Finita la fase preparatoria, arriva il momento di chiedere. Partire con il piede giusto è quasi metà del lavoro. «E questo significa non intavolare la discussione alla macchinetta del caffè o in ascensore, ma chiedere un appuntamento, arrivare quindi con i dati di cui abbiamo parlato, partire dai risultati raggiunti. Si può anche cominciare con un: “Guarda, ti ho portato qualcosa, ho fatto un record del mio lavoro nell’ultimo periodo, te lo condivido”», suggerisce la docente. «Non è finita, però. Chiudere il colloquio nel modo giusto è altrettanto importante quanto iniziarlo . E se è bene partire con dati oggettivi e fatti, è altrettanto utile chiudere con l’empatia, uno strumento efficacissimo per sciogliere la tensione. È sufficiente una battuta su un dettaglio, un aneddoto personale, un accenno ai propri hobbies o alla propria famiglia da condividere con l’interlocutore: le neuroscienze dicono che empatizzare abbassa il livello di cortisolo, in altre parole rende la persona che abbiamo di fronte meno stressata e più disposta ad ascoltare i nostri meriti, e le nostre ragioni».

Strategie vincenti: la doppia promozione

Ci hai mai pensato che elogiare un collega mentre stai parlando di te può portarti un vantaggio? «Le ragioni sono diverse – spiega Rinaldi -, e la prima è che decantare le virtù di un altro può allentare la pressione che sentiamo nel doverci autopromuovere, cosa che mette moltissimi di noi a disagio.
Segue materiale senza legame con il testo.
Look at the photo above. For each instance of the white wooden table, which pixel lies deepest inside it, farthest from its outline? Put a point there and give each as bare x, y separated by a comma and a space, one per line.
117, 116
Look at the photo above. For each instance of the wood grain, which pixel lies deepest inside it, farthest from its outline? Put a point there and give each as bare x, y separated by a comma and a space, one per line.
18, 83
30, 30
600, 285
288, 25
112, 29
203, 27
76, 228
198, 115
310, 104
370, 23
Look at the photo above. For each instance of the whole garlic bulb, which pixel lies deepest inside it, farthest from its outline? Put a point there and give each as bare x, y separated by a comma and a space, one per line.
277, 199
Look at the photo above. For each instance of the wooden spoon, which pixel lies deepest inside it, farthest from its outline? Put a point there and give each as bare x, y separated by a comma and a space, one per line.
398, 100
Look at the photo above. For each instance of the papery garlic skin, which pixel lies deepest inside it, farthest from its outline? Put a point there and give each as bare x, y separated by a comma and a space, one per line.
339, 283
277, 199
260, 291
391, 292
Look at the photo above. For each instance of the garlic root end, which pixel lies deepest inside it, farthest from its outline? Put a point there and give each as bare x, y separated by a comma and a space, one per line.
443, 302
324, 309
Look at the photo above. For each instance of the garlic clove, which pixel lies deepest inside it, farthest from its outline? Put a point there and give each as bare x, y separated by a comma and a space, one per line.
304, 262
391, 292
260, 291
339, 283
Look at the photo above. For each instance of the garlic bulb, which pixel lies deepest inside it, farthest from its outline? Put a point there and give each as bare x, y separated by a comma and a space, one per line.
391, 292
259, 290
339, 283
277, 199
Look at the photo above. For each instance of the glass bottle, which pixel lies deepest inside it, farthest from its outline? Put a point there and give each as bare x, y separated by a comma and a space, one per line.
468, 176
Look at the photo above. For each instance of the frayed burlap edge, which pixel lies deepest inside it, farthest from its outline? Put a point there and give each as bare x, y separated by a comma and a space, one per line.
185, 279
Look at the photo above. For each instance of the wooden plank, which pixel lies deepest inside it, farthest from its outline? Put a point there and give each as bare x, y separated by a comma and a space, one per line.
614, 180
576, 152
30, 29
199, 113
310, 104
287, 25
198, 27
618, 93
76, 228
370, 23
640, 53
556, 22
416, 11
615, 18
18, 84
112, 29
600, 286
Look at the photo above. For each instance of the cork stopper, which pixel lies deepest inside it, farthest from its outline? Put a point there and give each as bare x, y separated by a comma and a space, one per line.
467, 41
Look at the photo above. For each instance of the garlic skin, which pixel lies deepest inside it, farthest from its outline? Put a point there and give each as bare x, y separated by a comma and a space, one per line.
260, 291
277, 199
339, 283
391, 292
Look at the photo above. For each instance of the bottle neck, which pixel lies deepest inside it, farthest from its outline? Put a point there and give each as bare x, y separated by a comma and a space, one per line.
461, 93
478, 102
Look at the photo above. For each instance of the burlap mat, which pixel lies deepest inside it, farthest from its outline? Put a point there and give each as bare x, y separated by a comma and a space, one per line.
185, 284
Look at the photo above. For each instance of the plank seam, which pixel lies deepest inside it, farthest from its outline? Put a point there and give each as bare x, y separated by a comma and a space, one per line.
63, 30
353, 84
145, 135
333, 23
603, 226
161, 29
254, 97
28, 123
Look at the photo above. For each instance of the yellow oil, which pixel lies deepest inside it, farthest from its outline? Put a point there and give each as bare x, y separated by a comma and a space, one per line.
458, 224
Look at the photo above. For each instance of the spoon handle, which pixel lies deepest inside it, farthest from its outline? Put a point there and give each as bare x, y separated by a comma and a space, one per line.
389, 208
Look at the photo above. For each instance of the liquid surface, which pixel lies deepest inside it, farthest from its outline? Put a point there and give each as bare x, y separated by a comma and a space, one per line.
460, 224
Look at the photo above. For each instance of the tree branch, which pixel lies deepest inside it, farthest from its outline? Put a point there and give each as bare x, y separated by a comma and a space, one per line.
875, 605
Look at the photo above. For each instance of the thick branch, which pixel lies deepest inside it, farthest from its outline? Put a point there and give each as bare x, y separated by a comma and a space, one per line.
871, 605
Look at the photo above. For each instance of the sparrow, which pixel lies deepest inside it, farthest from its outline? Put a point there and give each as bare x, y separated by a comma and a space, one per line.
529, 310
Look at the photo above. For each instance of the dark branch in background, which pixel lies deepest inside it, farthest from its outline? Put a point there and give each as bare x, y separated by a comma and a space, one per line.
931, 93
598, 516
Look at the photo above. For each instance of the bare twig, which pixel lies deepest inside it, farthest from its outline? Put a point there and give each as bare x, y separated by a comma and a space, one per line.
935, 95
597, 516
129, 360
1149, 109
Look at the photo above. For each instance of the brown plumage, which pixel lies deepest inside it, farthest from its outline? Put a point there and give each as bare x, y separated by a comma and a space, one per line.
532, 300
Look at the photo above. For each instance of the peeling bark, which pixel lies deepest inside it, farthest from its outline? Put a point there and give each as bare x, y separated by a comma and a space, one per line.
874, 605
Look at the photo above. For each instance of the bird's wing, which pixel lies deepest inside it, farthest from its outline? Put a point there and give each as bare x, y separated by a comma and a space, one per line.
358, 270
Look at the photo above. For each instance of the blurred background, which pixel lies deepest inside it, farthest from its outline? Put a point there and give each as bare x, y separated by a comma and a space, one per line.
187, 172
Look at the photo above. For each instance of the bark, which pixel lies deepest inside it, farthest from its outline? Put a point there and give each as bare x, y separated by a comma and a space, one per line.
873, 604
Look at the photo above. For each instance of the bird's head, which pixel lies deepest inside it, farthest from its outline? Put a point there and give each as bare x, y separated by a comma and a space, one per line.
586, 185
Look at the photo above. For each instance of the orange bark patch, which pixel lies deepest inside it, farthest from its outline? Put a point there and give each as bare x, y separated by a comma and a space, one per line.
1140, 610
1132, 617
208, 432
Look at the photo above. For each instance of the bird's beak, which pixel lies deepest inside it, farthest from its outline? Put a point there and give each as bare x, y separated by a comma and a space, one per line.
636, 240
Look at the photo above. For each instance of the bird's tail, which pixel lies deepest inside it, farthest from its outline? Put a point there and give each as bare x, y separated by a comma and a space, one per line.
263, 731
Parlare anche dei colleghi ci aiuta a sentirci più leggeri. Ma funziona anche con l’interlocutore: nel momento in cui questi realizza che chi ha di fronte si sente così forte da mettere in luce quanto è brava la collega o il collega, costruisce di noi un’immagine positiva. Inoltre, promuovere chi lavora al nostro fianco ci aiuta a costruire reti, a fare alleanze in un mondo del lavoro che in certi ambiti è ancora molto muscolare. Ci sono ancora aziende dove il sistema spinge a essere soli, dove resiste il meccanismo: “Ti promuovo se mi mostri il numero di cadaveri che ti sei lasciato alle spalle”. Un sistema che non solo fa male ai lavoratori, ma che penalizza soprattutto le donne, educate sin da bambine alla cura e all’empatia».